Herkes büyük bir heyecanla konuşmaya başlarken, Murat birden korktu. Yarışma… Yazar olmak istediği halde, orada yarışmak onu ürkütüyordu. Sadece hayallerinde bir yazar olabilirdi, ama bir yarışmaya katılmak, herkese gösterilmek, yazdıklarının başkaları tarafından okunması… Bir anlamda, Murat’ın güvenli dünyasından çıkmak demekti.
Evde annesiyle otururken, o akşam biraz üzgündü. Annesi, onun içindeki ışığı görüyordu ve ona şöyle dedi:
“Murat, unutma, her büyük yazar bir zamanlar başladığı noktadaydı. Kimse doğuştan yazar olmaz. Cesaretini toplamalısın. Kendi hikayeni anlat. Kimse senin kadar o hikayeyi yazamaz. Ama önce inanmaya başla.”
Murat, annesinin sözlerinden cesaret aldı, ama yine de yarışmaya katılmak için cesur olacağına dair hiçbir garanti yoktu. Fakat, bir şey vardı… Bir hayal vardı, ve o hayalin peşinden gitmek, ona huzur veriyordu.
Okulda yarışmanın son başvuru günü geldiğinde, Murat büyük bir tereddütle öğretmenine hikayesini teslim etti. Hikayesi, kasabada kaybolan eski bir hazineyi bulmak için cesur bir çocuğun yolculuğunu anlatıyordu. Hikaye, Murat’ın kendi hayatından, yalnızlık hissinden, içindeki cesaretten ilham almıştı. Fakat yazdığı şeyin gerçekten değerli olup olmadığından emin değildi.
Yarışma sonuçları açıklandığında, Murat şaşkın bir şekilde ilk üçe girdiğini öğrendi. Kazanmasa da, bu ona çok büyük bir güven verdi. Artık yazmanın sadece ödüller için değil, kalpten gelen bir arzu olduğunu fark etmişti.
Hikayesi, okul dergisinde yayımlandı. Murat, öğretmenlerinin ve arkadaşlarının takdirini kazandı. Yarışmada birincilik ödülünü başka bir öğrenci kazandı, ama Murat için aslında daha önemli bir şey olmuştu: Kendi yazarlık yolculuğunun başlangıcı.
Büşra Hanım, Murat’ı tebrik ederken şöyle dedi:
“Biliyordum, Murat. Başarmak için sadece hayal etmek yetmez, o hayalin peşinden gitmek gerekir. Sen buna cesaret ettin. Bu, her şeyin en önemli adımıydı.”

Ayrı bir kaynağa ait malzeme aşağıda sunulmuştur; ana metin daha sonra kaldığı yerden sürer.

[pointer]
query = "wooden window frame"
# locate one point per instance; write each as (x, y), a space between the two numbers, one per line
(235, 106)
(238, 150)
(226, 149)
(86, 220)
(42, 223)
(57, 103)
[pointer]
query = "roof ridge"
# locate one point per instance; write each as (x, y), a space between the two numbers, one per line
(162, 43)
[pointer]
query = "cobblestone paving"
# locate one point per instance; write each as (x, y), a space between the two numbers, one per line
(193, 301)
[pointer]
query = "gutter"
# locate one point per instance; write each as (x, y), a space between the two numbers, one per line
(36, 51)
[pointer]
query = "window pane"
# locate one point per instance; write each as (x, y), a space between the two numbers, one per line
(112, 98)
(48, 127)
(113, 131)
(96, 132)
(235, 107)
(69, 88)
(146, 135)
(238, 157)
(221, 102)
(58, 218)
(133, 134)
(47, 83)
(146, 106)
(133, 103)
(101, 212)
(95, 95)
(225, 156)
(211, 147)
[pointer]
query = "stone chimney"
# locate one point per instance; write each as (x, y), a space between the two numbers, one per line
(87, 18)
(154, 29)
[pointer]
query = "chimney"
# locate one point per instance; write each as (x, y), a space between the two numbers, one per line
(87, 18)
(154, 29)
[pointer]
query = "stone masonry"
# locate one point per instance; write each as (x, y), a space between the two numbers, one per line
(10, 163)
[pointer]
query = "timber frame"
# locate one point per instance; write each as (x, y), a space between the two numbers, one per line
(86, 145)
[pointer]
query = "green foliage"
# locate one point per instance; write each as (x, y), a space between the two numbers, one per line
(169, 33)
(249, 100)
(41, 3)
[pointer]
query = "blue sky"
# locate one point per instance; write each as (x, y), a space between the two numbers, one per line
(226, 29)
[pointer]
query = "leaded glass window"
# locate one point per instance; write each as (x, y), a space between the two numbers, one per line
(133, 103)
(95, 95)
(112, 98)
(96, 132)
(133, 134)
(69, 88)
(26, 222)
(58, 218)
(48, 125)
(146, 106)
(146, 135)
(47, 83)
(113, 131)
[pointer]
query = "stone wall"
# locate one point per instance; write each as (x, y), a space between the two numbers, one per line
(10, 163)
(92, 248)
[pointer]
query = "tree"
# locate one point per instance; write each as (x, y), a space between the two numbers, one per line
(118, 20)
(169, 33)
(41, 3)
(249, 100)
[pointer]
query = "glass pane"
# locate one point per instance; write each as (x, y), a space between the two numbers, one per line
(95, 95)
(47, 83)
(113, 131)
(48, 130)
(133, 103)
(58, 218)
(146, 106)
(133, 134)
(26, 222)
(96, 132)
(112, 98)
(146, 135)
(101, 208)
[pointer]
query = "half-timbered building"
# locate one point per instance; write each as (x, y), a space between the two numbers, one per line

O günden sonra, Murat yazmaya devam etti. Okulda daha cesur, daha özgüvenli bir öğrenci oldu. Ve her yazdığı yeni hikaye, ona bir adım daha yakınlaştırdı hayallerine.
Mesaj: Murat’ın hikayesi, hayallerin gerçeğe dönüşmesi için cesaretin ve adım atmanın önemini anlatır. Hayal kurmak çok güzeldir, ama bu hayalleri gerçekleştirmek için adım atmak gerekir. Bazen en zor şey, başlamak ve kendi içindeki gücü keşfetmektir. Sevdiğin şeyi yapmak, seni her zaman ileriye taşıyacaktır.